Una delle proposte di Google per “bypassare” il problema Privacy è stata la "Federated Learning of Cohorts", al secolo FLoC. Si tratta di creare cluster di categoria in cui inserire utenti demograficamente simili al fine di inviare annunci in modo quasi anonimo. L’idea di creare dati anonimizzati risponde ad una precisa esigenza espressa dalla GDRP ma la soluzione Google non fa altro che aggirare il problema perché aggrava le problematiche di fingerprinting: accedendo illimitatamente alla nostra navigazione (con i cookie si tracciano invece solo le informazioni specifiche raccolte dagli stessi) si hanno a disposizione maggiori dettagli (chi usa un Mac, chi usa un PC, chi usa il browser X, chi quello Y, chi usa lo schermo ad alta risoluzione, chi quello meno definito,...), di conseguenza si può creare una profilazione ancora più dettagliata che permette di ricondurre facilmente all’utente.
Sul progetto, Google ha dovuto fare marcia indietro, la sua proposta è stata rimandata al mittente e attualmente il colosso ha deciso di farsi accompagnare nel percorso di adeguamento da due enti indipendenti: la Competition and Markets Authority (CMA) del Regno Unito e la Information Commissioner’s Office (ICO) che hanno approvato il nuovo approccio di Google sulla Privacy Sandbox. Google si impegna a informare pubblicamente quello che sta facendo attraverso un sito dedicato.
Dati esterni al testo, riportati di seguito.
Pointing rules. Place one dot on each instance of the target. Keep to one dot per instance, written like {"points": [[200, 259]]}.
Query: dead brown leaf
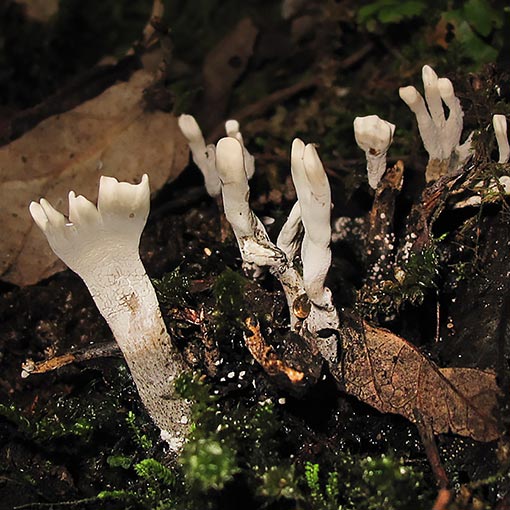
{"points": [[108, 135], [387, 372], [223, 66]]}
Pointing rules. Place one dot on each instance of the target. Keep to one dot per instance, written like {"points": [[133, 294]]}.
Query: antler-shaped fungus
{"points": [[441, 136], [312, 210], [101, 246]]}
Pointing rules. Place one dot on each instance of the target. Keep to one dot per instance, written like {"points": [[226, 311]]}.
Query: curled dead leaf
{"points": [[390, 374], [111, 135]]}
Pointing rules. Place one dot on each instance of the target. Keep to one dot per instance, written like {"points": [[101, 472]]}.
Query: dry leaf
{"points": [[390, 374], [108, 135], [223, 66]]}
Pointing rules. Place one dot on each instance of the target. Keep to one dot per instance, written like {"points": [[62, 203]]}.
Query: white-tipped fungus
{"points": [[500, 129], [101, 246], [312, 211], [204, 155], [374, 135], [441, 136]]}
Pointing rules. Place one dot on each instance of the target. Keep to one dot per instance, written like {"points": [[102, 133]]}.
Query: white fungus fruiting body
{"points": [[500, 129], [374, 135], [101, 246], [204, 155], [440, 135], [311, 213]]}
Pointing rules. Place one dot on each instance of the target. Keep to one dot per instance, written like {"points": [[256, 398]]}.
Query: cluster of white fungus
{"points": [[100, 244], [307, 231], [204, 156]]}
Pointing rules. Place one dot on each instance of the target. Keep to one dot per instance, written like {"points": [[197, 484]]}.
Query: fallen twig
{"points": [[104, 350]]}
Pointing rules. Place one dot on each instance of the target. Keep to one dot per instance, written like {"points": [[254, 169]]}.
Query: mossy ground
{"points": [[79, 437]]}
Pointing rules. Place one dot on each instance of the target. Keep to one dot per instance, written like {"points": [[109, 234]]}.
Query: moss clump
{"points": [[173, 290]]}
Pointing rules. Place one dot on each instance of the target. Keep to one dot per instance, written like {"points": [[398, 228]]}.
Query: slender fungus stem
{"points": [[101, 246]]}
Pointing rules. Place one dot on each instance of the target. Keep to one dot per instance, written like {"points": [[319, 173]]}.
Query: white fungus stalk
{"points": [[101, 246], [500, 129], [312, 211], [204, 155], [374, 135], [440, 135]]}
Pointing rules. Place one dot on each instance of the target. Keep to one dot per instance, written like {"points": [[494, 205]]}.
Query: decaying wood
{"points": [[104, 350], [302, 371], [381, 240]]}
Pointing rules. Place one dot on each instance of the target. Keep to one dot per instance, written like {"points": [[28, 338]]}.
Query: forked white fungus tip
{"points": [[500, 129]]}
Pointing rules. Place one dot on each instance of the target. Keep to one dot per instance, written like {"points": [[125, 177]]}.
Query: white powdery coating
{"points": [[374, 135], [101, 246], [440, 136], [500, 129]]}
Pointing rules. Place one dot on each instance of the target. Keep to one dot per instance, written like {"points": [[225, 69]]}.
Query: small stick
{"points": [[429, 442], [103, 350]]}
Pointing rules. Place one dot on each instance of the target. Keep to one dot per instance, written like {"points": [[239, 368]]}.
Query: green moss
{"points": [[173, 289]]}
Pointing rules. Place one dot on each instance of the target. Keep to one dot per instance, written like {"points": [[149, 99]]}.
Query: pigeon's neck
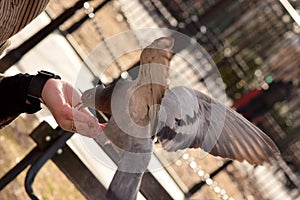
{"points": [[152, 82]]}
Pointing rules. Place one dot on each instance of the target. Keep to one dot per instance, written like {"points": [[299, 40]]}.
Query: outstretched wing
{"points": [[191, 119]]}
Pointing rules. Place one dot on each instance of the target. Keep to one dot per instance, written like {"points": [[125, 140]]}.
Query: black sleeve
{"points": [[13, 97]]}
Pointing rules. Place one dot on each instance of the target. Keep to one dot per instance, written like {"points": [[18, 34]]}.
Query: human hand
{"points": [[60, 97]]}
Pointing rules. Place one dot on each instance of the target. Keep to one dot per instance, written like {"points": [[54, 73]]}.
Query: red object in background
{"points": [[246, 98]]}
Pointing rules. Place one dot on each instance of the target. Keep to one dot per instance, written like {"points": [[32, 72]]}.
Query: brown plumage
{"points": [[179, 117]]}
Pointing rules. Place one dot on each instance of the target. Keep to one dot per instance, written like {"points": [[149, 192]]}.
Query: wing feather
{"points": [[215, 128]]}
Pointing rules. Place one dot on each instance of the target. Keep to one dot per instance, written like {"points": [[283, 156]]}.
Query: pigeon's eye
{"points": [[179, 122]]}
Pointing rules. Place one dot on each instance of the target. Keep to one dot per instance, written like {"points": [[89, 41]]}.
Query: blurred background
{"points": [[254, 44]]}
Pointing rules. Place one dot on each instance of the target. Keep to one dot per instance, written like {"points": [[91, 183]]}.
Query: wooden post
{"points": [[68, 162]]}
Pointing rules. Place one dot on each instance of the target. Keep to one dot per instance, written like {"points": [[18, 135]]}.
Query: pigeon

In un mondo in continua evoluzione tecnologica, l’approccio di profilazione potrebbe cambiare metodo, rendendo obsoleti i cookie a fronte di nuove forme di tracciamento che rispettino la sfera privata dell’utente e contestualmente supportino le attività di marketing delle aziende. Ad esempio l’utilizzo di sistemi di Machine Learning che forniscono insight automatici in ottica predittiva.

In attesa di approfondire l’argomento, non ci resta che verificare e sanare tutte quelle situazioni che possono essere a rischio di sanzioni. L’invito è di non sottovalutare la tematica e affidarsi a chi questi aspetti li affronta in maniera sistematica per trovare il giusto compromesso che non vanifichi i nostri investimenti nel web.